Du point de vue hindou, la femme qui réalise la perfection de l’état matériel est la porte même du ciel.

Place de la femme dans l’antiquité indienne

Dans l’antiquité, il semble que la femme ait joui d’un niveau égal et parfois même supérieur à celui de l’homme. aucun rituel ne pouvait être exécuté par l’homme sans la participation de sa femme. Les femmes étaient mariées après l’adolescence, les mariages tardifs n’étant pas inconnus. Elles pouvaient choisir leur(s) époux et même se marier hors de leur caste socio-professionnelle. La polygamie se pratiquait principalement dans les familles royales pour des raisons politiques[1]. Les femmes pouvaient librement bénéficier d’une éducation très poussée et nous avons plusieurs exemples de femmes savantes durant cette période : pour n’en citer qu’une, Gargui, femme de Mandana Mishra, avait été juge grâce à son érudition. Les femmes accomplies ne manquaient pas, telle Kaikêyê qui lutta aux côtés de son mari sur les champs de bataille.

Place de la femme en Inde pendant le règne des empires islamiques

A la suite des invasions musulmanes et la rigidification du système des castes socio-professionnnelles (jâti) qui s’en suivit en réaction, la liberté de la femme devint plus restreinte. Dans les milieux musulmans, la femme devait porter le voile et rester chez elle. Les femmes hindoues, surtout celle qui appartenait aux hautes castes socio-professionnelles, devaient également se cacher le visage et se cloîtrer à la manière de la mode islamique de l’époque moghole. C’est sous la période de domination islamique que la dot (donner de l’argent pour la famille du futur époux) s’instaura.

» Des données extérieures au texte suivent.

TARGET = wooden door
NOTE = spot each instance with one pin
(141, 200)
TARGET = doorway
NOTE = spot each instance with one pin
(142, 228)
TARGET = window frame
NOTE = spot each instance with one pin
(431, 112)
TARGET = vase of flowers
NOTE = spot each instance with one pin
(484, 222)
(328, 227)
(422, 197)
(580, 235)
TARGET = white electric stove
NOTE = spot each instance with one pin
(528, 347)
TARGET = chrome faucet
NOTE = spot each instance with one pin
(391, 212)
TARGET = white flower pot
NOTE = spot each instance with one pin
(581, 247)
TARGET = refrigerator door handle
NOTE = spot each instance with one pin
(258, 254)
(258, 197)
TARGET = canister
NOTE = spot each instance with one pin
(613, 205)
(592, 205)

Place de la femme aujourd’hui en Inde

A partir du XIXe siècle, le contact avec l’Occident donna naissance à un mouvement de réforme sociale et religieuse dont le but était de purifier l’hindouisme de certaines pratiques qui étaient entrées dans les mœurs mais qui ne jouissaient d’aucune sanction dans les textes de la Tradition (comme l’intouchabilité par exemple). Les réformateurs hindous comme Rammohan Roy, Iswar Chandra Vidyasagar, Swami Vivekananda et Mahatma Gandhi ont lutté contre la pratique du bûcher funéraire des veuves, l’infanticide des filles, les mariages précoces des jeunes filles et pour l’éducation féminine en général.

Bien que de nombreux problèmes subsistent en Inde à ce sujet, inhérent à un pays dont les indicateurs socio-économiques sont ceux d’une population très pauvre matériellement, la constitution indienne garantit aux femmes un statut égal à celui de l’homme ainsi que le droit à la succession.